Confidential informants are supposed to keep their work confidential. These two didn’t

LAS VEGAS – Inside a casino’s lavish high roller’s lair last August, a formally-attired waitstaff served sumptuous plates of steak and Dover sole to some of the world’s biggest gamblers. The floral-scented serenity that evening was broken by two occupants of a corner table who spoke loudly and profanely about kilos of cocaine and how best to conceal assault rifle ammunition in airplane luggage.

One of them – a large, disheveled man resembling a Hispanic Tony Soprano – boomed through a story about a SWAT raid on the hideout of a criminal gang he was with and how he narrowly avoided the jaws of a police dog named Booger.

His lanky, middle-aged companion – who wore an all-black outfit capped by an Air Jordan-branded knit hat – shared a tale about cursing out agents of Australia’s version of the FBI, his telling punctuated with well-timed Aussie accents.

The other diners could fairly assume their sanctuary was under invasion by a pair of particularly reckless criminals.
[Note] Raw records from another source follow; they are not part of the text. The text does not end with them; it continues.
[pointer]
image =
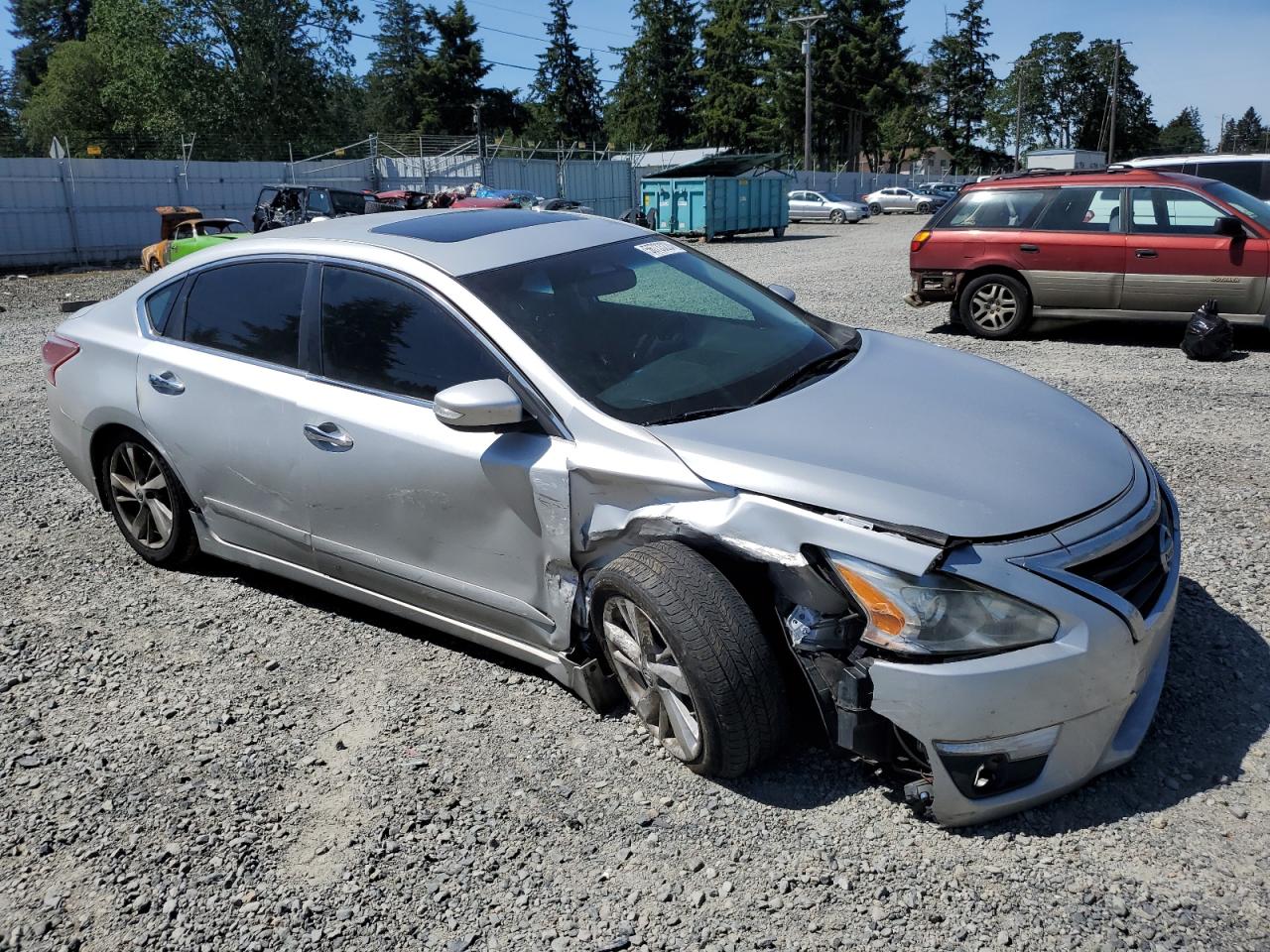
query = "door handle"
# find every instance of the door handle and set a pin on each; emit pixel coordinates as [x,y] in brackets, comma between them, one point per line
[327,435]
[167,382]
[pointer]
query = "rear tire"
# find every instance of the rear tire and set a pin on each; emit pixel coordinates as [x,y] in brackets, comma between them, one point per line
[691,658]
[149,506]
[994,306]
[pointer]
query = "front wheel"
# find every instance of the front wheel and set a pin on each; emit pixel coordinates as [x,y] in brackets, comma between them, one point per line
[148,504]
[996,306]
[691,658]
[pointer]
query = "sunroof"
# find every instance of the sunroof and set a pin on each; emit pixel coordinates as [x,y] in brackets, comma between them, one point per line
[461,225]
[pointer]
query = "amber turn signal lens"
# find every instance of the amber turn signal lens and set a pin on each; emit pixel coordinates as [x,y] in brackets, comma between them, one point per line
[883,613]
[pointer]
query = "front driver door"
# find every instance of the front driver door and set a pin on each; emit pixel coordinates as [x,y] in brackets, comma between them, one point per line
[458,522]
[1175,262]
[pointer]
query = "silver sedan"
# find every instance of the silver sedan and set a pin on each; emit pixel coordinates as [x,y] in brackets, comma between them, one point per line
[606,454]
[826,206]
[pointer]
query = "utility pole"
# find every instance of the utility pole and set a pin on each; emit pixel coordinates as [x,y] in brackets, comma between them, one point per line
[807,23]
[1019,105]
[1115,84]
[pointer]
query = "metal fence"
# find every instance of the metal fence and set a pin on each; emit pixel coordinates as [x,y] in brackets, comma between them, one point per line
[90,211]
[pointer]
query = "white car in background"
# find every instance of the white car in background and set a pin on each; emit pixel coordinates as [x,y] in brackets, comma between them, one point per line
[826,206]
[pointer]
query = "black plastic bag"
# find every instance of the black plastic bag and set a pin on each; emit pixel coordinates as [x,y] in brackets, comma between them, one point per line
[1209,335]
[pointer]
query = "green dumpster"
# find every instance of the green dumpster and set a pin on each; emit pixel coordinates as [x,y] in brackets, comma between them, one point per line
[720,194]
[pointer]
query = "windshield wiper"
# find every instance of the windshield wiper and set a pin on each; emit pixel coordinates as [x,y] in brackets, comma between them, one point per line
[693,416]
[822,365]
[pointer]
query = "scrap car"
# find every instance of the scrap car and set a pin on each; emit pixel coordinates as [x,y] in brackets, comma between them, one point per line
[183,231]
[606,454]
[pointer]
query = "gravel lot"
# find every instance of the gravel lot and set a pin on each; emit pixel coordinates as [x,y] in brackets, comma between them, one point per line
[221,761]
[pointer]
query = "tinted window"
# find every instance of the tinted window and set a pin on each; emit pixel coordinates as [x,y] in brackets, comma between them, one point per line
[318,202]
[380,334]
[159,304]
[647,330]
[1169,211]
[996,208]
[1082,209]
[249,308]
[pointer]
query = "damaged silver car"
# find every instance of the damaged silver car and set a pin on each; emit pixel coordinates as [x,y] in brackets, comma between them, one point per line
[610,456]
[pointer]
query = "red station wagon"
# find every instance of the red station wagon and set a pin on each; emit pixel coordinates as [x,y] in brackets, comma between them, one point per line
[1129,244]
But these two men are, in theory, the good guys.

Both boast of having worked as criminal informants for federal law enforcement branches looking to bring down dangerous drug traffickers and would-be terrorists, sensitive work that requires secrecy and discretion. The men exercised neither skill on this evening.

Instead, during 24 hours in Las Vegas that also included raucous hands of high-stakes blackjack with an electronica DJ and a private jet trip home, the pair fed closely guarded confidential information to a reporter in a gambit to coerce the FBI into paying out $80,000 for services rendered in a still-secret federal operation.

The episode is a rare and unnerving look into the murky world of confidential informants and the questionable characters that law enforcement officials sometimes rely on to ensnare and convict criminals. Though confidential informants are inescapable denizens of the American criminal justice system, their roles are typically only thrust into the public eye when something goes awry. That includes cases such as that of Whitey Bulger, who built his empire as a murderous Boston mob boss through his decades-long relationship with a corrupt FBI agent.